"Greens are people who never had to worry about their grocery bills"

(David) One of the 20th century's great physicists was Freeman Dyson. Dyson, still alive, still sharp, still kicking, is the subject of a lengthy profile in this week's New York Times Sunday Magazine--a profile which chiefly concentrates on Dyson's global-warming skepticism.

Though an Obama-supporting, Bush-bashing Princetonian, Dyson fiercely opposes global warming alarmism. Several quotes from the article:

It was four years ago that Dyson began publicly stating his doubts about climate change. Speaking at the Frederick S. Pardee Center for the Study of the Longer-Range Future at Boston University, Dyson announced that “all the fuss about global warming is grossly exaggerated.” Since then he has only heated up his misgivings, declaring in a 2007 interview with Salon.com that “the fact that the climate is getting warmer doesn’t scare me at all” and writing in an essay for The New York Review of Books, the left-leaning publication that is to gravitas what the Beagle was to Darwin, that climate change has become an “obsession” — the primary article of faith for “a worldwide secular religion” known as environmentalism.

Dyson supports the use of coal as fuel, the bete noir of global warming alarmist, for two reasons. First, he believes carbon dioxide may be beneficial to the ecosystem of the planet, second coal fuel is indispensible for alleviating poverty...

All this may explain why the same man could write “we live on a shrinking and vulnerable planet which our lack of foresight is rapidly turning into a slum” and yet gently chide the sort of Americans who march against coal in Washington. Dyson has great affection for coal and for one big reason: It is so inexpensive that most of the world can afford it. “There’s a lot of truth to the statement Greens are people who never had to worry about their grocery bills,” he says.

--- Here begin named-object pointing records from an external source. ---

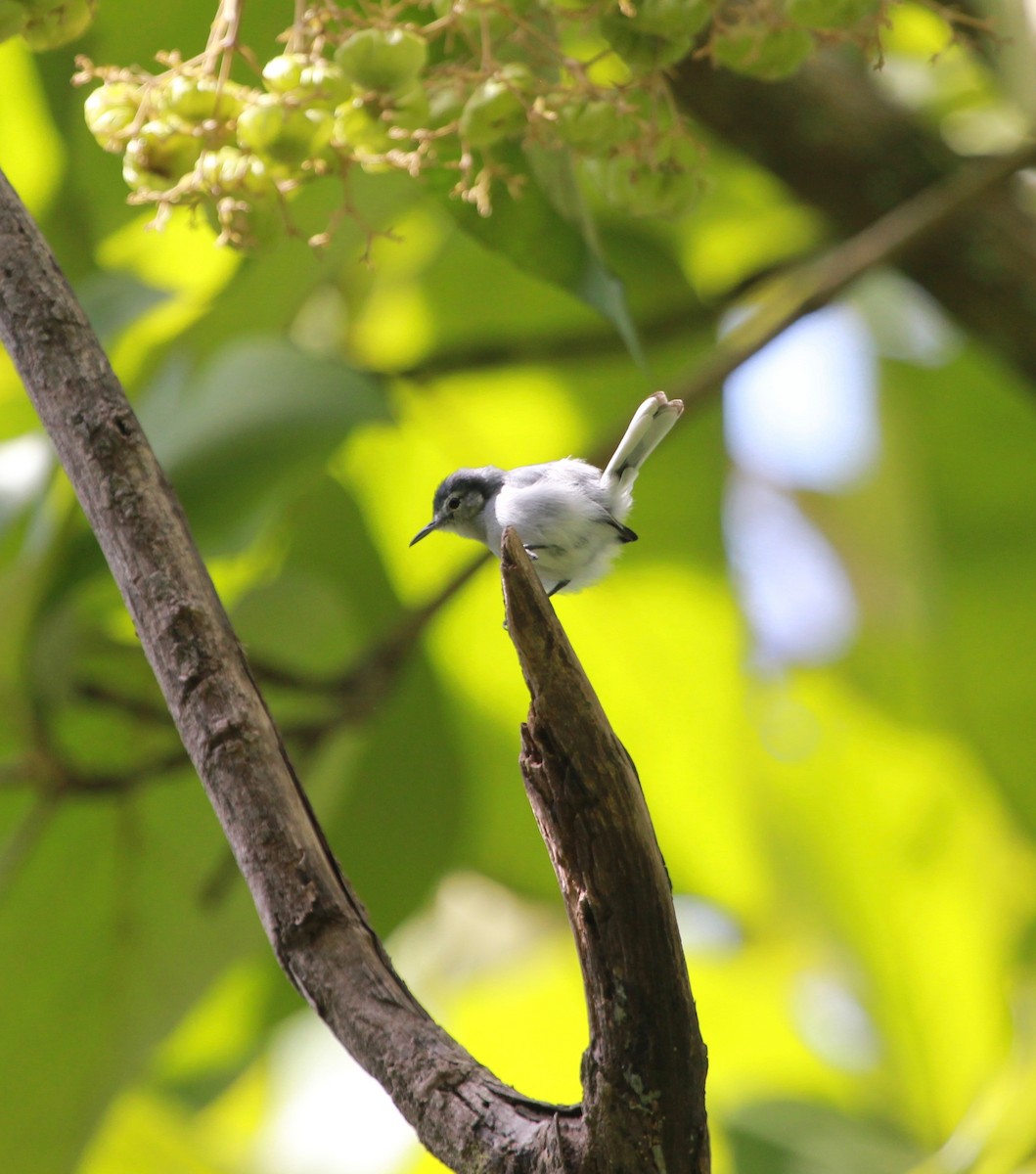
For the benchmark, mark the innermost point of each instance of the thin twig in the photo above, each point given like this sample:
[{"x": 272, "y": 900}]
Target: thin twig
[{"x": 785, "y": 298}]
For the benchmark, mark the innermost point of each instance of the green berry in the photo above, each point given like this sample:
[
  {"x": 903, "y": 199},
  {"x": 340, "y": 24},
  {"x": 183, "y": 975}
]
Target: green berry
[
  {"x": 661, "y": 187},
  {"x": 762, "y": 53},
  {"x": 198, "y": 99},
  {"x": 323, "y": 83},
  {"x": 229, "y": 170},
  {"x": 595, "y": 127},
  {"x": 110, "y": 111},
  {"x": 159, "y": 156},
  {"x": 495, "y": 111},
  {"x": 283, "y": 73},
  {"x": 281, "y": 133},
  {"x": 358, "y": 127},
  {"x": 382, "y": 59},
  {"x": 445, "y": 101}
]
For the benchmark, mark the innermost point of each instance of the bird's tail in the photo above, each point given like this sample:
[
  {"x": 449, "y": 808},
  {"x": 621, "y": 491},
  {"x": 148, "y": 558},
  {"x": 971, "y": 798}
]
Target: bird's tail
[{"x": 650, "y": 424}]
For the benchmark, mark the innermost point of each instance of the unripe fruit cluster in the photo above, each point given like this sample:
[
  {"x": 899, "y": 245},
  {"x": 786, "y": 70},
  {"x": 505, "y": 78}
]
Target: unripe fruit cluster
[
  {"x": 581, "y": 74},
  {"x": 45, "y": 23}
]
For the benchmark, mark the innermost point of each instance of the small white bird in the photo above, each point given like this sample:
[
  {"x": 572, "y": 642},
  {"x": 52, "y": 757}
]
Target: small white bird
[{"x": 568, "y": 515}]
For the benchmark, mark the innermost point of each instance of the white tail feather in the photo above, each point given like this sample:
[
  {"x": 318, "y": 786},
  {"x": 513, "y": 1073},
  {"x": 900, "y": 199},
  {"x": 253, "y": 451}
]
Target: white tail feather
[{"x": 648, "y": 429}]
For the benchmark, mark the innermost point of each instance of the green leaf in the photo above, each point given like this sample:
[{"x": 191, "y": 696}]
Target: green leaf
[
  {"x": 557, "y": 247},
  {"x": 795, "y": 1137},
  {"x": 107, "y": 940},
  {"x": 258, "y": 417}
]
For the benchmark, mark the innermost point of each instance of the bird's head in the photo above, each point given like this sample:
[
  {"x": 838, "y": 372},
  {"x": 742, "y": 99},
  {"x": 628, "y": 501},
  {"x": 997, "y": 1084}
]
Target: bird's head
[{"x": 460, "y": 503}]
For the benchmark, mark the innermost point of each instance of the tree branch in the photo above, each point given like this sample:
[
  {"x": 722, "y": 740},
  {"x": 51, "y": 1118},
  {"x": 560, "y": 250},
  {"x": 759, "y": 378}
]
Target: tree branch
[
  {"x": 318, "y": 928},
  {"x": 644, "y": 1073},
  {"x": 801, "y": 289},
  {"x": 842, "y": 147}
]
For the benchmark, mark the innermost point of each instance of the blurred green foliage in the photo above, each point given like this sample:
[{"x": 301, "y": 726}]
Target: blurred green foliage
[{"x": 850, "y": 843}]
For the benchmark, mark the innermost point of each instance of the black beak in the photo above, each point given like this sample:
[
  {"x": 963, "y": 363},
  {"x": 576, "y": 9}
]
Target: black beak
[{"x": 423, "y": 533}]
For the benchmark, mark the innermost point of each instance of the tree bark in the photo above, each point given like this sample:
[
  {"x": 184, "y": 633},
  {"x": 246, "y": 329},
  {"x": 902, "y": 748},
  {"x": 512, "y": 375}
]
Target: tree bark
[
  {"x": 645, "y": 1068},
  {"x": 644, "y": 1090}
]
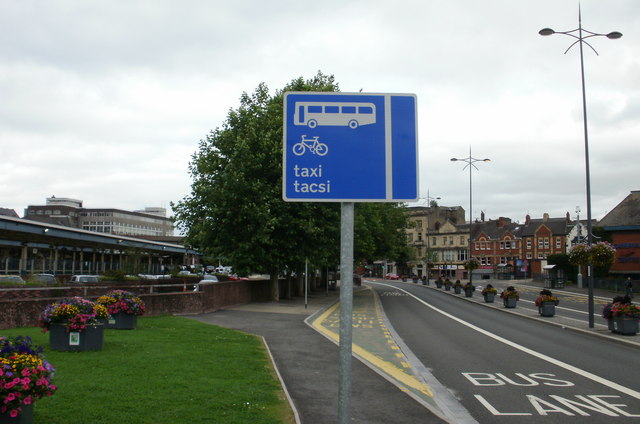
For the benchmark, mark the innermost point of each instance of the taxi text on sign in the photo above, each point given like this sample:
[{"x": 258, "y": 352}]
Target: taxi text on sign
[{"x": 350, "y": 147}]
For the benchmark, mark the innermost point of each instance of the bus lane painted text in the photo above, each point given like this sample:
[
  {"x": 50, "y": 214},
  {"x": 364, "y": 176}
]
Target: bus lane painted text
[{"x": 575, "y": 405}]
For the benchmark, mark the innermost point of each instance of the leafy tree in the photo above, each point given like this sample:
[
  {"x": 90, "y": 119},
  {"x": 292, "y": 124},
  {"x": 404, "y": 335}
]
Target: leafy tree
[{"x": 236, "y": 210}]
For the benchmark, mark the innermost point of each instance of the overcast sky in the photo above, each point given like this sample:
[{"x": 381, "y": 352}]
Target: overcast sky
[{"x": 105, "y": 101}]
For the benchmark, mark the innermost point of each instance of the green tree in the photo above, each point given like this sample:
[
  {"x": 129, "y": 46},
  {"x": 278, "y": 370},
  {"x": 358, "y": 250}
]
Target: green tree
[{"x": 236, "y": 210}]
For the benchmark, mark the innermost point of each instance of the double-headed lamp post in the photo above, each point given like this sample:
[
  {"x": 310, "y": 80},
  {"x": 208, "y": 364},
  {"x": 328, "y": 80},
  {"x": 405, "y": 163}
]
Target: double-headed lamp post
[
  {"x": 470, "y": 163},
  {"x": 578, "y": 34}
]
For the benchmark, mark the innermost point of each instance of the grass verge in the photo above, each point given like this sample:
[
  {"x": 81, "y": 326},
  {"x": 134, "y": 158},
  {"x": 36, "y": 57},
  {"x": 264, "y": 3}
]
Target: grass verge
[{"x": 169, "y": 370}]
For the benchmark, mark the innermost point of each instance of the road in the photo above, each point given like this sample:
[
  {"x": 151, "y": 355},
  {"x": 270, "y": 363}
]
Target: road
[{"x": 505, "y": 368}]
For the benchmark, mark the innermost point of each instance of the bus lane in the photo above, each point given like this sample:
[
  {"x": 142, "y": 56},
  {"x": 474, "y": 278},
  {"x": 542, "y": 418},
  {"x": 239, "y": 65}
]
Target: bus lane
[{"x": 498, "y": 379}]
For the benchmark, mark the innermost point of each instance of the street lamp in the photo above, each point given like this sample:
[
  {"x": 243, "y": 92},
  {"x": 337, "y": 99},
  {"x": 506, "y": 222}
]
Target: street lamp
[
  {"x": 580, "y": 39},
  {"x": 470, "y": 163}
]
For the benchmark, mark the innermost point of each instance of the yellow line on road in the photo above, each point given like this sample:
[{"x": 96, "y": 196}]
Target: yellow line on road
[{"x": 387, "y": 367}]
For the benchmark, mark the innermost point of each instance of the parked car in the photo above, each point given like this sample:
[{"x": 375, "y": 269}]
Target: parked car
[
  {"x": 16, "y": 279},
  {"x": 78, "y": 279},
  {"x": 207, "y": 278},
  {"x": 47, "y": 279}
]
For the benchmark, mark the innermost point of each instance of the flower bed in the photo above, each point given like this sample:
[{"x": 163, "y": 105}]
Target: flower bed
[
  {"x": 25, "y": 376},
  {"x": 75, "y": 313},
  {"x": 117, "y": 301}
]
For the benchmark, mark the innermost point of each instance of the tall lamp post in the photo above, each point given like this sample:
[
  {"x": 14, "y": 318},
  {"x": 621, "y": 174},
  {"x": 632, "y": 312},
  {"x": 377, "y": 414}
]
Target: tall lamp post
[
  {"x": 470, "y": 163},
  {"x": 578, "y": 34}
]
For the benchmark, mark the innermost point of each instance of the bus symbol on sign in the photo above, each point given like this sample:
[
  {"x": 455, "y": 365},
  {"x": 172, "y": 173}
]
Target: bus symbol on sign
[
  {"x": 337, "y": 114},
  {"x": 349, "y": 147}
]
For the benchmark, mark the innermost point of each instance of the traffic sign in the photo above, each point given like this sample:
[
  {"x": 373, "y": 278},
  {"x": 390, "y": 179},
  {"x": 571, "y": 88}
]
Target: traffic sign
[{"x": 350, "y": 147}]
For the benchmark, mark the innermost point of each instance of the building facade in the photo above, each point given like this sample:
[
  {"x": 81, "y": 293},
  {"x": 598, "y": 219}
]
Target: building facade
[
  {"x": 151, "y": 222},
  {"x": 623, "y": 223},
  {"x": 439, "y": 238}
]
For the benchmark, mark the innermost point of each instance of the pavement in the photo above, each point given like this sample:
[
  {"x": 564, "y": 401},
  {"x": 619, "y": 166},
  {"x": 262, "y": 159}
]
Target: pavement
[{"x": 388, "y": 384}]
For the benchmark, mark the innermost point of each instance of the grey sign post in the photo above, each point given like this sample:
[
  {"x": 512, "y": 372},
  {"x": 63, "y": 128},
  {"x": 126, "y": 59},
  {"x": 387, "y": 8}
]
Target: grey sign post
[{"x": 349, "y": 147}]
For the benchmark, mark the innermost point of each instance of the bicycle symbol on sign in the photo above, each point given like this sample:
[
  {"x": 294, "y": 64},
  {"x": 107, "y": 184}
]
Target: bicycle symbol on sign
[{"x": 313, "y": 144}]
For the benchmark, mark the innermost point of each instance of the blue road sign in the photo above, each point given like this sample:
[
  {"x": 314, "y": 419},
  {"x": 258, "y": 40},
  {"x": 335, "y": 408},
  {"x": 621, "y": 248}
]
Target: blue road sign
[{"x": 350, "y": 147}]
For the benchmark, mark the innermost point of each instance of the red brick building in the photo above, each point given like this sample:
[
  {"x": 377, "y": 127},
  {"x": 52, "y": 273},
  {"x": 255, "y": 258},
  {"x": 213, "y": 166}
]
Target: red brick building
[
  {"x": 543, "y": 237},
  {"x": 623, "y": 223}
]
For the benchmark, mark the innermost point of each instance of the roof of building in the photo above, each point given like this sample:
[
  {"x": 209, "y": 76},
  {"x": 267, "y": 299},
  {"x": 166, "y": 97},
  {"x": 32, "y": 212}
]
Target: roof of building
[
  {"x": 494, "y": 229},
  {"x": 557, "y": 226},
  {"x": 625, "y": 214},
  {"x": 8, "y": 212}
]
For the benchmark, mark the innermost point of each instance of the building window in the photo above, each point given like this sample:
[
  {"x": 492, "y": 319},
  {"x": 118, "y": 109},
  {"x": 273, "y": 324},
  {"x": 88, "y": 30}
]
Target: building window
[{"x": 462, "y": 255}]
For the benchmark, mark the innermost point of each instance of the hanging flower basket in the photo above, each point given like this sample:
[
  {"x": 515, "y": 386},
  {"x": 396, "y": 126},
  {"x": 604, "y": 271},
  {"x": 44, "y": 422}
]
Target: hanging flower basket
[
  {"x": 509, "y": 297},
  {"x": 622, "y": 316},
  {"x": 489, "y": 293},
  {"x": 546, "y": 303}
]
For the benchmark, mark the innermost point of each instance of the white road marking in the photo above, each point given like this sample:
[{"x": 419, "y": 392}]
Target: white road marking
[{"x": 569, "y": 367}]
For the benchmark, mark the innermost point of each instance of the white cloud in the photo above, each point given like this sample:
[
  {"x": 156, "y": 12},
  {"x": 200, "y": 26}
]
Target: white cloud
[{"x": 106, "y": 101}]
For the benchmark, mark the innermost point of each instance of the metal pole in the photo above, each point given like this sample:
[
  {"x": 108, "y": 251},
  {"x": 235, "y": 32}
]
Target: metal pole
[
  {"x": 588, "y": 177},
  {"x": 346, "y": 311},
  {"x": 470, "y": 215},
  {"x": 580, "y": 39}
]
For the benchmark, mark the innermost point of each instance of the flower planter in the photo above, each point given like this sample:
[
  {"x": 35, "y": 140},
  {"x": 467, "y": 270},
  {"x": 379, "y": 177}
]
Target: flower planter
[
  {"x": 121, "y": 321},
  {"x": 26, "y": 417},
  {"x": 547, "y": 309},
  {"x": 626, "y": 326},
  {"x": 489, "y": 297},
  {"x": 510, "y": 302},
  {"x": 91, "y": 338}
]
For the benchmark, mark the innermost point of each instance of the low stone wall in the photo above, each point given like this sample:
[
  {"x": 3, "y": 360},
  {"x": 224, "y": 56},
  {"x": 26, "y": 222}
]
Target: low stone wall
[{"x": 21, "y": 307}]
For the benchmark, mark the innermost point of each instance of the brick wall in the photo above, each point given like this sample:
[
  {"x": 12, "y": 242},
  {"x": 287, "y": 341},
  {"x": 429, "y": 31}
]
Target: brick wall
[{"x": 21, "y": 307}]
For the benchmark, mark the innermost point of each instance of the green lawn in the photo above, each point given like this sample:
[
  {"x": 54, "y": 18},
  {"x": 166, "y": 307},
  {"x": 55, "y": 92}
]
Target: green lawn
[{"x": 169, "y": 370}]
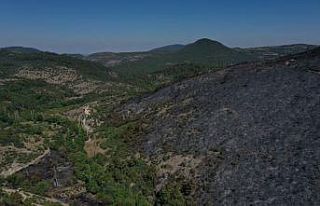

The article is priceless. Take the time to read it if you're the least bit interested in global warming.

Comments

Nearly all scientists agree that there was once an ice age on the earth, and now there isn't one. Somehow, without the help of cars, factories, or the industrial revolution, scientists teach that the earth warmed before. If it is warming slightly now, it is Al Gore's Convenient Lie that human's are the cause.

The whole global warming industry refuses to ask and answer all the questions - *if* we truly are warming to the extent they claim, Why? How can it be man-made when other planets are warming to an apparently similar extent in the same time frame? Why is it necessarily a bad thing? I saw a video years ago about how it will actually lead to the greening of whole areas of the planet which are now deserts. Why would that be bad?

But about greens and grocery bills -- I have long had the same theory about pesticides and antibiotics. We are over-using them and the "enemies" we are fighting have an almost infinitely shorter R&D cycle than we - we can never win on the terms we're fighting under. Which is why I think it is not bad thing if we freens and semi-greens who don't worry so much about our grocery bill total encourage alternatives such as organic foods, etc. Eventually some of these methods we now pay a premium for will reap a harvest for the poor as well.

Kamilla

That was a wonderful article, Tim. I really enjoyed it. Thanks for the link.

Where I come from, we like to refer to the Greens as "watermelons"; which means, "green on the outside, red on the inside".

Ecosocialism is not an effective way to deal with even genuine environmental problems.